[SPARK-22217] [SQL] ParquetFileFormat to support arbitrary OutputCommitters #19448

steveloughran · 2017-10-06T16:14:58Z

What changes were proposed in this pull request?

ParquetFileFormat to relax its requirement of output committer class from org.apache.parquet.hadoop.ParquetOutputCommitter or subclass thereof (and so implicitly Hadoop FileOutputCommitter) to any committer implementing org.apache.hadoop.mapreduce.OutputCommitter

This enables output committers which don't write to the filesystem the way FileOutputCommitter does to save parquet data from a dataframe: at present you cannot do this.

Before a committer which isn't a subclass of ParquetOutputCommitter, it checks to see if the context has requested summary metadata by setting parquet.enable.summary-metadata. If true, and the committer class isn't a parquet committer, it raises a RuntimeException with an error message.

(It could downgrade, of course, but raising an exception makes it clear there won't be an summary. It also makes the behaviour testable.)

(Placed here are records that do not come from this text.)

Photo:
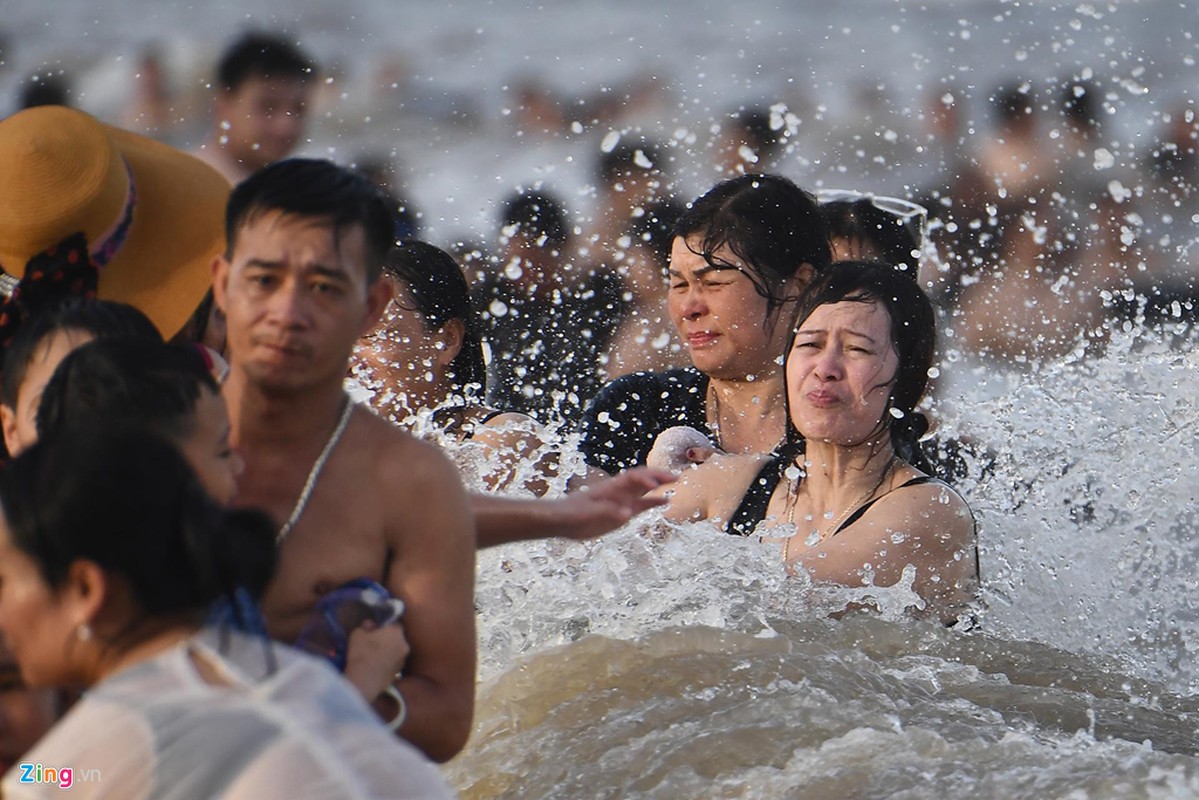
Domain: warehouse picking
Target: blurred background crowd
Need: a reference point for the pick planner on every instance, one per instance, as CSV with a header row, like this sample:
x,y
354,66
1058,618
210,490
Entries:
x,y
1060,198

Note that SQLConf already states that any OutputCommitter can be used, but that typically it's a subclass of ParquetOutputCommitter. That's not currently true. This patch will make the code consistent with the docs, adding tests to verify,

How was this patch tested?

The patch includes a test suite, ParquetCommitterSuite, with a new committer, MarkingFileOutputCommitter which extends FileOutputCommitter and writes a marker file in the destination directory. The presence of the marker file can be used to verify the new committer was used. The tests then try the combinations of Parquet committer summary/no-summary and marking committer summary/no-summary.

committer	summary	outcome
parquet	true	success
parquet	false	success
marking	false	success with marker
marking	true	exception

All tests are happy.

…ass, provided saveSummaries is disabled. With Tests Change-Id: I19872dc1c095068ed5a61985d53cb7258bd9a9bb

steveloughran · 2017-10-06T16:15:27Z

@rdblue

SparkQA · 2017-10-06T18:52:17Z

Test build #82517 has finished for PR 19448 at commit e6fdbdc.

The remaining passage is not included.